他笑着笑着就哭了起來,整個人顫抖起來,好一會兒才道:“小姑娘,你是他的弟子,你既然如此懂他,那你來說……你來告訴我,若是他在這裏,他會讓我怎麽做。”
盛宴鈴垂眸,不忍道:“他會成全老大人的。”
“您想怎麽樣,就怎麽樣。您不用顧念任何人……”
甯朔方才一直跪在那裏,此刻終于接過話頭,鄭重道:“先生,你不用顧念我,如今……你時日無多,你自己想怎麽做就怎麽做。”
他磕了三個響頭,“先生,若是我成爲你的弟子隻是阻攔你問道,那弟子這一輩子将會無法悟出自己的道了。”
不雨川艱難的轉頭看過去,發現這個小弟子一臉堅毅,眉眼清明,并不是空口白話,他欣慰的笑起來,“好……好啊。”
這才是他不雨川的弟子,這才是他想要的繼承人。
他招招手,讓甯朔上前,握着他的手道:“我最先認你做學生,摸着良心說,是因爲你像蘭時。但是後來,我發現你與蘭時,相似,又不相似。你比蘭時,年歲更小,但更加穩重和懂事。”
“如今,我想要告知你,無論你是誰,我見了你,都願意認你做弟子。但是你跟着我,還沒過幾天好日子,就跟着我踩在這條泥濘的路上,我見你已經有了自己的志向……既然如此,阿朔,我有些話不得不跟你說。”
甯朔:“請先生教誨。”
不雨川:“你與随家有緣,說起來,随家算是欠你一份情。這份恩情,怕是還不上了,畢竟他家已無人。但是緣是孽,又說不定。”

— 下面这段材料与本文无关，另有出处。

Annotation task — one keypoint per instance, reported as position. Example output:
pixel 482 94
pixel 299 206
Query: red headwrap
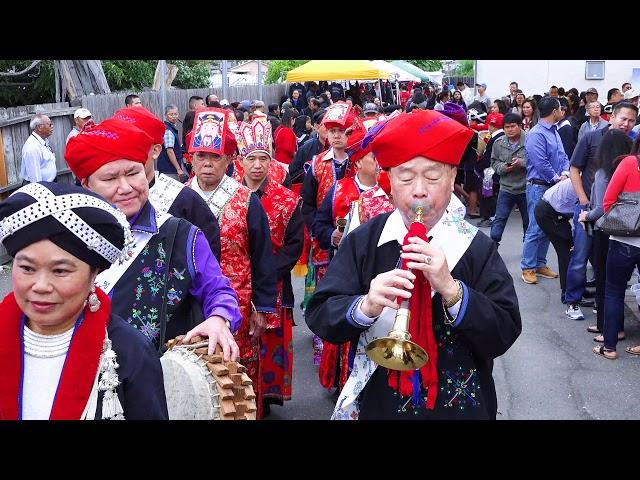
pixel 106 142
pixel 354 145
pixel 145 121
pixel 421 133
pixel 339 115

“我知道,你在探随家案的時候,透過這些案卷,透過所有人的供詞,于深夜裏看見了随伯英禹禹獨行的身影,你爲之敬佩,願意與之跟随——”
甯朔動容:“先生……”
不雨川咳嗽一聲,嘴巴裏越發苦澀,打斷他的話,幹澀道:“可是阿朔,這條路上,實在是艱辛,連随伯英都有私心,他甚至不敢将他的親生兒子帶到這條路上來。”
“你,你又何必跟随他呢?”
“我也有私心,我舍不得你走上這條濘泥的道,我也怕你有事……阿朔,你,你要想清楚……”
他說完,又劇烈的咳嗽起來,應當是心裏發苦的緣故。
甯朔一邊給他拍背,一邊安撫他,“先生,一代又一代,總要有人去做這些事情。不然,天下百姓也不知道要死多少。”
“越國也不會長久……”
他道:“我心已定,此生不移。但我不會莽撞,也不會跟……随伯英大人一般孤軍奮戰。”
“我會很小心,很小心的去做這件事情。”
“我也會做成此事,先生,你不要擔心我。”
不雨川便笑起來,重重的舒出一口氣,徹底大笑起來,兩眼看着紗帳道:“伯英啊——我對得起你了,我給你找了一個殉道者。”
“我對得起你了……你不要生我的氣,不要生我的氣。”
盛宴鈴跪在地上,無聲痛哭,扭過頭去,爲這個即将也要殉道的老人止不住的難過。